Long Island University's iPad Initiative Spawns Local App Development
Jill Goetz,Writer, Marketing Services
Long Island University
BROOKVILLE, N.Y– Not so long ago, geology students at Long Island University (LIU) learned about earthquakes by reading textbooks and watching videos. Now, they follow the plate shift and feel the earth rumble in a much more "hands-on" way.

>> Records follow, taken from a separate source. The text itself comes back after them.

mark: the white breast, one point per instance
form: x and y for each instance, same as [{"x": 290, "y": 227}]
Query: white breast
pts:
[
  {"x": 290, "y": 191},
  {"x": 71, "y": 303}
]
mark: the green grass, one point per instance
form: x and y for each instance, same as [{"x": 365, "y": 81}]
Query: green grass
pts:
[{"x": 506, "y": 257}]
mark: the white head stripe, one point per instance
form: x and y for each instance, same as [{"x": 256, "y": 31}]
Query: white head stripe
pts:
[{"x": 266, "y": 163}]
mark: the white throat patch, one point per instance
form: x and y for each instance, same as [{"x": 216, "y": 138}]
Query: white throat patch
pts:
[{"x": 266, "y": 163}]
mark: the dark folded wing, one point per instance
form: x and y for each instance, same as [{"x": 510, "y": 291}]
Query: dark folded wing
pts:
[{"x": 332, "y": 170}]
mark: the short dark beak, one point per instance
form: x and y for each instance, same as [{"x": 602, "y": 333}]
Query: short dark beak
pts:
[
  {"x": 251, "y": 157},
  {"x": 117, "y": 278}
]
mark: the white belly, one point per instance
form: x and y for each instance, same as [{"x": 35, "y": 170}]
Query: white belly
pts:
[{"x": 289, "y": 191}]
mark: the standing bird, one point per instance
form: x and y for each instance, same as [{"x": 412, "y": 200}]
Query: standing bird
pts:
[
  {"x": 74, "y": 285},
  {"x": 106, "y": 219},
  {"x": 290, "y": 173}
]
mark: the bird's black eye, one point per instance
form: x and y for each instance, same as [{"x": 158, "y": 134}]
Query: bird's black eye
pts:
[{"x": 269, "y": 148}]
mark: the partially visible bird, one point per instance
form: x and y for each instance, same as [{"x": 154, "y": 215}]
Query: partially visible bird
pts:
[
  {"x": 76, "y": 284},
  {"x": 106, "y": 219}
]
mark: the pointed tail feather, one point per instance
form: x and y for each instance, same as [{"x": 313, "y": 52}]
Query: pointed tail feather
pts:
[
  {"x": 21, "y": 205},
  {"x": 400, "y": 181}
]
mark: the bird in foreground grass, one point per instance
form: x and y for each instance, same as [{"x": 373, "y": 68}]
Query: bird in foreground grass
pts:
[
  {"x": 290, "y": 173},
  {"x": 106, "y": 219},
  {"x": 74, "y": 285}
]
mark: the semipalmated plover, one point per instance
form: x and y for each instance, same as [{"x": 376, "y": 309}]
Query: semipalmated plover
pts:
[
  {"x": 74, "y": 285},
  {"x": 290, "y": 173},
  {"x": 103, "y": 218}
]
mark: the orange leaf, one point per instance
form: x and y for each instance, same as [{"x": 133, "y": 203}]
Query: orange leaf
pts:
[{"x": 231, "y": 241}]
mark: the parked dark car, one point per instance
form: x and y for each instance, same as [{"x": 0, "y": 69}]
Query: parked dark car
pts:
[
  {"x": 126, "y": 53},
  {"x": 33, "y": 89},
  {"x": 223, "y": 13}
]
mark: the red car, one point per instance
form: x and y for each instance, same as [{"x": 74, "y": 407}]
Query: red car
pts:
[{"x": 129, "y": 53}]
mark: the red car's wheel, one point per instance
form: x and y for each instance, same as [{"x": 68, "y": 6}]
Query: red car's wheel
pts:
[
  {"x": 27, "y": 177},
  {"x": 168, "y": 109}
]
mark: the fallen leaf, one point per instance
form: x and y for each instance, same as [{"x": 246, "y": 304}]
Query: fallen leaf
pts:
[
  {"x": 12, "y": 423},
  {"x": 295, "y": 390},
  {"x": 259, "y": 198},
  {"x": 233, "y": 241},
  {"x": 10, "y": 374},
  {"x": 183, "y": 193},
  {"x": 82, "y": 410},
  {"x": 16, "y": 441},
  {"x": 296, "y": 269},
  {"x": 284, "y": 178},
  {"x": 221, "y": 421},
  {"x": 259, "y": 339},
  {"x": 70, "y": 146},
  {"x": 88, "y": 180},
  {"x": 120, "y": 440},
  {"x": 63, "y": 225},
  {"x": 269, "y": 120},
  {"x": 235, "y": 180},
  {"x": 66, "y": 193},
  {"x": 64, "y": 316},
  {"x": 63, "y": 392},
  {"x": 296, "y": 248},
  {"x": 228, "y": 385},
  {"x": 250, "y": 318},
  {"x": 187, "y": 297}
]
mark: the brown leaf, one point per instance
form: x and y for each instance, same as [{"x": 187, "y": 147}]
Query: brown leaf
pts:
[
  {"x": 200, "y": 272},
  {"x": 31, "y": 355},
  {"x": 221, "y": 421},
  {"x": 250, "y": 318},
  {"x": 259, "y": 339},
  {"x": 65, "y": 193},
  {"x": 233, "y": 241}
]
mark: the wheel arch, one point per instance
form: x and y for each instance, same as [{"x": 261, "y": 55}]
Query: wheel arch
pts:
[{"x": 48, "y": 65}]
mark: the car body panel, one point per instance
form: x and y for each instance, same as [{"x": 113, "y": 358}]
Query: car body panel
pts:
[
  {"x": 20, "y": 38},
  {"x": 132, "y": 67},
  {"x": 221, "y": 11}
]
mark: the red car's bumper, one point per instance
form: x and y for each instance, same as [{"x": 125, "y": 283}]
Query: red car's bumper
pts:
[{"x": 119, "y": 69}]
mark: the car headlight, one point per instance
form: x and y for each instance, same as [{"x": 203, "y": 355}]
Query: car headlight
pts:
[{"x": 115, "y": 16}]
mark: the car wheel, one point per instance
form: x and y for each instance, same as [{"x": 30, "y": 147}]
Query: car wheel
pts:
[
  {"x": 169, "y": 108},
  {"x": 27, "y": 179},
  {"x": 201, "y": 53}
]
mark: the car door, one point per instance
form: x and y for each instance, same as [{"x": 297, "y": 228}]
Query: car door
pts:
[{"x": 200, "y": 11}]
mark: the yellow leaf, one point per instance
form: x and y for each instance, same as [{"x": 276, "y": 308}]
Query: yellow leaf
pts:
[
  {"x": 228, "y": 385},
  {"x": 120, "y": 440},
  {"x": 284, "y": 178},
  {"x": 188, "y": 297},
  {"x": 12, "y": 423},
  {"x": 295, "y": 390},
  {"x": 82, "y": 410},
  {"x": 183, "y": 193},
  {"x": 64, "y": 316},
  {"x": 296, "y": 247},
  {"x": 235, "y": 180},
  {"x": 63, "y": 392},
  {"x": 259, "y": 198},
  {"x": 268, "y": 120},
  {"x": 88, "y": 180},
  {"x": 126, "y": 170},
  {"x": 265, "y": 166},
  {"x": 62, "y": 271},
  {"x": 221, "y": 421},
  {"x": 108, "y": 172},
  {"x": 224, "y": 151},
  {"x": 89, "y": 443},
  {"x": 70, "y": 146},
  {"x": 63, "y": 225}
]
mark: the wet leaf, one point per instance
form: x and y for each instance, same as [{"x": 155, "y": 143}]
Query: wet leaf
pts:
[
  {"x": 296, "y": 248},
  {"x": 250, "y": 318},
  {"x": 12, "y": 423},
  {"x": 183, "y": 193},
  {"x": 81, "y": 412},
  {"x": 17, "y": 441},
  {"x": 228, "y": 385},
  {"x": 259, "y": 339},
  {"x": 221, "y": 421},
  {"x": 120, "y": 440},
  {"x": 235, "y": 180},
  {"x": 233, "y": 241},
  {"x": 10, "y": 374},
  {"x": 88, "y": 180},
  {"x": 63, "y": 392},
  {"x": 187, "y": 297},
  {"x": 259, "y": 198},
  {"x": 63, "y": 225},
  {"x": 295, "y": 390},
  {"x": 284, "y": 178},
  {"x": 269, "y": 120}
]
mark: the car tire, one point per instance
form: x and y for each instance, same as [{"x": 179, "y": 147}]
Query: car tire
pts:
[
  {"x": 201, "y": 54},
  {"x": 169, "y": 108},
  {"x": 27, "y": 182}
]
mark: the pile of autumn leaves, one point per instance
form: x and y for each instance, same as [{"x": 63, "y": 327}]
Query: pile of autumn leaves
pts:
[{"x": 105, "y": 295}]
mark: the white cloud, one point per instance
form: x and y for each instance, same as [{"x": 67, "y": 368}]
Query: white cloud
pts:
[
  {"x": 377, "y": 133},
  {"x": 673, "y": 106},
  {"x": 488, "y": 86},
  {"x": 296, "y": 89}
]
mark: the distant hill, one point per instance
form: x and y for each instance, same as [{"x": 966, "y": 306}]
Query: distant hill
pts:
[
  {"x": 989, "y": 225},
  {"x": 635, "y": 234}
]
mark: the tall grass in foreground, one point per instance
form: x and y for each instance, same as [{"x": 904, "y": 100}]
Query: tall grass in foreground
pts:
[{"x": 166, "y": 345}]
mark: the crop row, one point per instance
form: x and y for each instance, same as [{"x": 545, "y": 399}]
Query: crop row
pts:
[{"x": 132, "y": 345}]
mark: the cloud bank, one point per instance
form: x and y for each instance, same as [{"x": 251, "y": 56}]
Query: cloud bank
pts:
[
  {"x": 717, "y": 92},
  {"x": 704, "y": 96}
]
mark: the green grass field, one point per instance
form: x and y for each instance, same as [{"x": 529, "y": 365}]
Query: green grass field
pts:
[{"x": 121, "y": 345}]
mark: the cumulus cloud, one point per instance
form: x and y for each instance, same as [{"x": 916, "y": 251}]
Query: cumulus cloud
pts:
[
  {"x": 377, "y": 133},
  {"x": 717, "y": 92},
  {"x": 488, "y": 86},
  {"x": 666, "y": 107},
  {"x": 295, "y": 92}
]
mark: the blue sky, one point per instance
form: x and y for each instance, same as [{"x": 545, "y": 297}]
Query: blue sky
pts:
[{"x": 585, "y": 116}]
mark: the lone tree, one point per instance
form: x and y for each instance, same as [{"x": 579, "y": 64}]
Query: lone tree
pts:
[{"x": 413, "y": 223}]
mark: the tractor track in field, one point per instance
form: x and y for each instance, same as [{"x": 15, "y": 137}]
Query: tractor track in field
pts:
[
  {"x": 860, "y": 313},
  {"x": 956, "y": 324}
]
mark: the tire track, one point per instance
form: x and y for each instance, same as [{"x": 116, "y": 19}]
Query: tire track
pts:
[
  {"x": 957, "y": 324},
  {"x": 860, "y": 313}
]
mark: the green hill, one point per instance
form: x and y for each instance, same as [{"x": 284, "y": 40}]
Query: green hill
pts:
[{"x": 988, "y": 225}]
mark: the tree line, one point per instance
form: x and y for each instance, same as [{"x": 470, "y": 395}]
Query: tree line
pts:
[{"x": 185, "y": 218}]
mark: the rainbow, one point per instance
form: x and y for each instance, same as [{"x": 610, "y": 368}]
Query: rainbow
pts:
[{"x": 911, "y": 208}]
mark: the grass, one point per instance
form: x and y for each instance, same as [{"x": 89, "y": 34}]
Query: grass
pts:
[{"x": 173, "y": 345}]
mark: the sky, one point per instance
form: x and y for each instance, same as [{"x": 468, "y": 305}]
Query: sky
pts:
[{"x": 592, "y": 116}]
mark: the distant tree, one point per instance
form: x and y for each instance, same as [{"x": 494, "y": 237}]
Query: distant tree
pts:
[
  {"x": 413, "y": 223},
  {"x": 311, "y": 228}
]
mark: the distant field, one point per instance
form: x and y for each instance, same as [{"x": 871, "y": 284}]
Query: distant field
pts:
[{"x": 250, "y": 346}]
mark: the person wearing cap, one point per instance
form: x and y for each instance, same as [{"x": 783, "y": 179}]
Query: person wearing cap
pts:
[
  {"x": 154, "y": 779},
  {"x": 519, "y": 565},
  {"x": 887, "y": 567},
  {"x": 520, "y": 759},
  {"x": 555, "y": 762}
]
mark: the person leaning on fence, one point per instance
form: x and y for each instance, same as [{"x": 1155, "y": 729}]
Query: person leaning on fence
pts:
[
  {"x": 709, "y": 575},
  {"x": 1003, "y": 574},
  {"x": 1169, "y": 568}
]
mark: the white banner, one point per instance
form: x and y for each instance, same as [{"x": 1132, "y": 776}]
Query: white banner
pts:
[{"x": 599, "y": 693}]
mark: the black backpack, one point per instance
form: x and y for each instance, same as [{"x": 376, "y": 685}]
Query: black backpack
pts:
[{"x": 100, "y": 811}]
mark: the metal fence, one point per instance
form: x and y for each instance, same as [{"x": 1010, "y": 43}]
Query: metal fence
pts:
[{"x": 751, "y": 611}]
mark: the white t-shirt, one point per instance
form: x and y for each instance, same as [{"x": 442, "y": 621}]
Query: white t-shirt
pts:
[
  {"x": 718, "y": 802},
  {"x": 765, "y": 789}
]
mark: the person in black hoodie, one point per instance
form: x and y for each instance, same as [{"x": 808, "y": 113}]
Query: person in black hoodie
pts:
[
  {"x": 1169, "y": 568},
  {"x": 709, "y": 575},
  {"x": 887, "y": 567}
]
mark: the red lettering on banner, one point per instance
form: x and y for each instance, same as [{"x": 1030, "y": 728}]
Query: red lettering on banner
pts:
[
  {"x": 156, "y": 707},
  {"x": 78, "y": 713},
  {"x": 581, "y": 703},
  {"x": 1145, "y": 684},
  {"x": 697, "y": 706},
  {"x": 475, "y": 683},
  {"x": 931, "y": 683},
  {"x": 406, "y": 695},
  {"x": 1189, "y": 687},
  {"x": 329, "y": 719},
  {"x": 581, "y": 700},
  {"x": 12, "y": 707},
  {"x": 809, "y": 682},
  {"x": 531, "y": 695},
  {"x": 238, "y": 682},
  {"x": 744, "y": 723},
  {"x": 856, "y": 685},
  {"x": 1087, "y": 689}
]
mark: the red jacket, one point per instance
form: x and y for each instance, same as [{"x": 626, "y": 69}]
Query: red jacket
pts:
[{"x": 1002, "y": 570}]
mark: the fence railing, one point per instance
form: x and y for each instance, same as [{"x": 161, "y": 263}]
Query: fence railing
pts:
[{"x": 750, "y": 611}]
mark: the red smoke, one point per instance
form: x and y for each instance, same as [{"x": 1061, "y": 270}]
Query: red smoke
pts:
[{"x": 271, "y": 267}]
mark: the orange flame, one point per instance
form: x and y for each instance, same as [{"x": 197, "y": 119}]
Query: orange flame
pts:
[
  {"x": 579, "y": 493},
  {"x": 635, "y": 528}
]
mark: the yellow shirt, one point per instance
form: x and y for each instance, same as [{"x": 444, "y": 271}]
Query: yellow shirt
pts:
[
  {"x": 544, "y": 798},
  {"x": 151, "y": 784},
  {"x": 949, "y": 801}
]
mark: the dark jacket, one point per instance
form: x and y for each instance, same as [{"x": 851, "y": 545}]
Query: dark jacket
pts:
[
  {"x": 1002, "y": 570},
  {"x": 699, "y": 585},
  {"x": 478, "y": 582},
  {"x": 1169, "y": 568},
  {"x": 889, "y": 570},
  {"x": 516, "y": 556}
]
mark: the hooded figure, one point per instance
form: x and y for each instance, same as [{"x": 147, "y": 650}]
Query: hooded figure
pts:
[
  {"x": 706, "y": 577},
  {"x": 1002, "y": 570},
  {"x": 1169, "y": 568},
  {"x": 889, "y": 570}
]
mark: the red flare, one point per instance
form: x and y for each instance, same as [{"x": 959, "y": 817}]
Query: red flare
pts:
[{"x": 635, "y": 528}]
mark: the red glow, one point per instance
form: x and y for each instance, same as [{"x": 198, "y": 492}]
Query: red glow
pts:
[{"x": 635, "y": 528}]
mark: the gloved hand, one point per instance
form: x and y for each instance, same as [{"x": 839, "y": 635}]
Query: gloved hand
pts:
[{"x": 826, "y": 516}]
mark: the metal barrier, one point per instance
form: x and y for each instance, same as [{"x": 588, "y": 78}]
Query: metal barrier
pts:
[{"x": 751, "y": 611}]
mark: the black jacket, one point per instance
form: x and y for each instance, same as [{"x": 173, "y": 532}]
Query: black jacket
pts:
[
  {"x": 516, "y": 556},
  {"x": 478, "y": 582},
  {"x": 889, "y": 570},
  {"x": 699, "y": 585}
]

Driven by the iPad, LIU students can now experience earthquakes virtually, using a hand-held earthquake detection app called the "iSeismometer." The app was designed and published by Kiichi Takeuchi, 32, a graduate student in Earth science at LIU’s C.W. Post Campus.
"When the experience startles you, that’s when analysis, learning and empathy all come together," explained Takeuchi, who earned bachelor’s and master’s degrees in computer science at LIU’s Brooklyn Campus and is senior database web developer in the University’s Department of Information Technology.
The iSeismometer, which has surpassed 1.1 million downloads, uses the iPad’s accelerometer to extract information on seismic data. With the iPad placed on a flat surface and the app launched, even a slight tap sets off a torrent of seismic waves that users can record and upload to a spreadsheet for analysis or transfer as a signal via WiFi in real time. The app is one of thousands with educational value available through Apple's App Store.
Long Island University began distributing iPads to students in the summer of 2010 as part of a strategic initiative to enhance student learning through investments in educational technology. The iPad distribution, currently the largest university deployment in the nation, is expected to reach more than 10,000 students and educators at LIU’s C.W. Post and Brooklyn campuses by December 2011.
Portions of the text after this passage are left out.